2.10 R documentation

The most important lesson of this R and biological data analysis course is simple: Don’t panic! Lots of people have trouble with R. The learning curve is steep, and the error messages are inscrutable. But, there are a lot of resources available to help you.

2.10.1 Documentation (help) files

Documentation for each function, or help files, come included with the base R installation. You can access them from within R by using the ? command. ?functionname will open the documentation file for function functionname. ? will search all currently attached packages. The command below opens the page for the mean function. Notice that this file is stored on your local machine, so no internet access is required.

?mean

Some functions belong to a family of related functions that share a common documentation page. For example, all of the functions related to the normal distribution share a common page:

?dnorm
?pnorm
?qnorm
?rnorm

You can also search for help on functions in packages that are not attached. Or, you might want to know about a function but don’t know what package it belongs to. Either way, ??functionname is a more general search option that will search any package in your library. Compare what happens if search for function fitdistr() using ? and ?? (this function is in package MASS, and so not loaded by default). With ??, R searches all installed packages and returns a browser window with every result that might match your search term.

?fitdistr
## No documentation for ‘fitdistr’ in specified packages and libraries:
## you could try ‘??fitdistr’

??fitdistr

The R documentation pages all tend to follow the same format:

  • Description: brief description of what the function does.
  • Usage: presentation of the function with its arguments in their typical format and expected order.
  • Arguments: list of the arguments to the function in order, their required type/format, and allowed values. This section is very important. When my code isn’t working, the answer to why is usually in the arguments section.
  • Details: additional information necessary to use the function.
  • Value: description of the function’s outputs.
  • Source: description of where the original algorithm or method came from.
  • References: citations for the methods used.
  • See also: list of similar or related R functions.
  • Examples: illustration of how to use the function. This section is very important. If your code is not working, compare how you are using the function to the examples. Are you inputs in the right format? Did you name your arguments or put unnamed arguments in the wrong order? Careful examination and running of the examples will usually reveal why your code is not working.

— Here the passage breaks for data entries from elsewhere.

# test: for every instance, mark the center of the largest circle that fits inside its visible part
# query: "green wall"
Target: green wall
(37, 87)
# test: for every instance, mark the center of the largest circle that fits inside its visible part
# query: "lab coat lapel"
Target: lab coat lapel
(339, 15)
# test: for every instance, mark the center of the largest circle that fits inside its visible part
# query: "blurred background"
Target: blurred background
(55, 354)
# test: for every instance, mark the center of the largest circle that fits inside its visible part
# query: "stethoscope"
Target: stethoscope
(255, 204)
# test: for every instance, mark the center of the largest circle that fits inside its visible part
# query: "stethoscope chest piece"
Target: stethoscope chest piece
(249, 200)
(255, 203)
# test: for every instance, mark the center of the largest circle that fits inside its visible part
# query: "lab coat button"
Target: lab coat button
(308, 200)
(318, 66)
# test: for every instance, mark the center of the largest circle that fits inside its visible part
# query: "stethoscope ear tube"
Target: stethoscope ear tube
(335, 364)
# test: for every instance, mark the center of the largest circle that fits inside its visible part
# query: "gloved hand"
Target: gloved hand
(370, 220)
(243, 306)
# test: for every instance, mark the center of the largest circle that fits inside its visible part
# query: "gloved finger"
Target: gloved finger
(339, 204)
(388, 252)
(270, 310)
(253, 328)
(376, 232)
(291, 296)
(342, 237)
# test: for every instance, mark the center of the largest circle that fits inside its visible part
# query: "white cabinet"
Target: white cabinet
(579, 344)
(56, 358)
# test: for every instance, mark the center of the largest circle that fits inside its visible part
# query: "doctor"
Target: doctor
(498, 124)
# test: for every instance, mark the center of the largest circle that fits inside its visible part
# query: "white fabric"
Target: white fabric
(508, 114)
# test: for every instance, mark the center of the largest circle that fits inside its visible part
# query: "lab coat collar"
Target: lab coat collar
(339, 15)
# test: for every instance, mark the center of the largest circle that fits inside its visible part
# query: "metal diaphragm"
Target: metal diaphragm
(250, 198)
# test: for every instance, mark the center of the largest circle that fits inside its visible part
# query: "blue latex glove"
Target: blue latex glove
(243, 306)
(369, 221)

R documentation pages tend to be very terse and include very little in the way of background or explanation. They are generally meant to refresh the memory of people already familiar with R and with statistics, not to educate new R users or inexperienced statisticians. If you fall into one of the latter categories, or if you are trying to learn a new function, read on.

2.10.2 R vignettes

A vignette is a document demonstrating the use of an R package or its functions, with more details and explanation than in the help files. Not all packages offer vignettes. You can see what vignettes are available with the command vignette(). Specific vignettes are accessed by name and package. The examples below show how to get a list of available vignettes, available vignettes by package, and open specific vignettes.

# list vignettes in all installed packages
vignette()

# list vignettes in package vegan
vignette(package="vegan")

# open vignette "intro-vegan" in local PDF reader
vignette("intro-vegan", package="vegan")

2.10.3 Official R Project resources

2.10.3.1 R Project resources

The R project maintains an official help page with lists of places to get help. They also maintain a list of manuals and documentation. If you want a handy desk reference, you could do worse than the R reference card (accessed 2021-12-21).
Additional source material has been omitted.